We have received on many occasions pictures of works that were simply reproductions.
In order to help art lovers to determine whether a painting or a watercolour is genuine or not we advise them to proceed as follows :
1) The surface. If someones believes to be in possesion of an authentic painting, the first step is to rub the surface of the work with one's fingers. If the surface has some thickness with rugged paint reliefs, that one is almost sure to be in the presence of a painting. There are however printing techniques, designed at the start of the 20th Century in Germany (Oleodruck), enabling to reproduce a painting with such reliefs but the canvas supporting the work would often look new. All the more there would be no trace of brush on these reproductions of very little value. However, new techniques have been designed in the 1950's by which a reproduction would show a thick surface with brushstrokes. These reproductions are often produced with the help of a photography on which paint would have been added by hand or mechanicalwise.
2) Regarding a watercolour, the surface of the paper should have some grain and not be glossy and flat. In addition, the best way to determine whether the work is a watercolour or gouache is to wet the tip of a small cotton ball and to apply it gently on a patch of colour. Some colour would then appear on that tip, suggesting that it is a genuine work.
3) Still, some reproductions are heightened with watercolour or gouache. So it seems essential to use a magnifying glass to detect crayon lines or a sketch underneath the watercolour. If regular dots are seen, then the work might simply be a print heightened with colours.
4) If there is a printed copyright mention on the lower left or right side of the work, then this is surely a print. If there is a signature in crayon or watercolour, then the work would probably be genuine.

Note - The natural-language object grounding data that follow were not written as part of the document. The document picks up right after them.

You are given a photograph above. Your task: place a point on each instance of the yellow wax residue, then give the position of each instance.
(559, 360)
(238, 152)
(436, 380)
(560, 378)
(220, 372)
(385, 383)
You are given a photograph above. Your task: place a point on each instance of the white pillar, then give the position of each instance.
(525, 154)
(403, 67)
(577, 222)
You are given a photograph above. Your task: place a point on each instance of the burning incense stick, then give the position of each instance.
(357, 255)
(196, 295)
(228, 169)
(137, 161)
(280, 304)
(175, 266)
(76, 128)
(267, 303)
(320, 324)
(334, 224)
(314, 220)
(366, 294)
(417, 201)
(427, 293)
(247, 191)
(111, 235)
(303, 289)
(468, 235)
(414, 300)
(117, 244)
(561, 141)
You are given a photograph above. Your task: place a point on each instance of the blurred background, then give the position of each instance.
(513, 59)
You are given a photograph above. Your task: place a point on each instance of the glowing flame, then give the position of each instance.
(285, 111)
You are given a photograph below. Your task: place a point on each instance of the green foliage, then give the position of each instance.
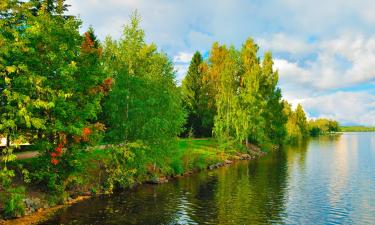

5) Lithographies and prints. Usually a screen made of dots can be seen through a magnifying glass with grain traces like sand on the surface. In addition, very small spots of ink or smudges can be detected on the surface whereas some lines are so thin that no stroke of a pen could make them. Many prints bear the mark of the press all along their edges and seem to form a hollow surface like a kind of intaglio engraving. Not all engravings, like wood cuts and etchings, have a hollow surface but one can see clearly printed lines on the surface or even feel them when caressing an etching. There have been also prints heightened with watercolours which were quite deceiting and really looking like hand-made works where printed dots could not be detected. Offset and serigraphic prints are usually totally flat. Serigraphic works by Andy Warhol were in fact photomechanical processes whereby an image was reproduced in a limited edition on a silk screen with the addition of acrylic colours of different tones which may look like paintings in the eyes of non-professionals.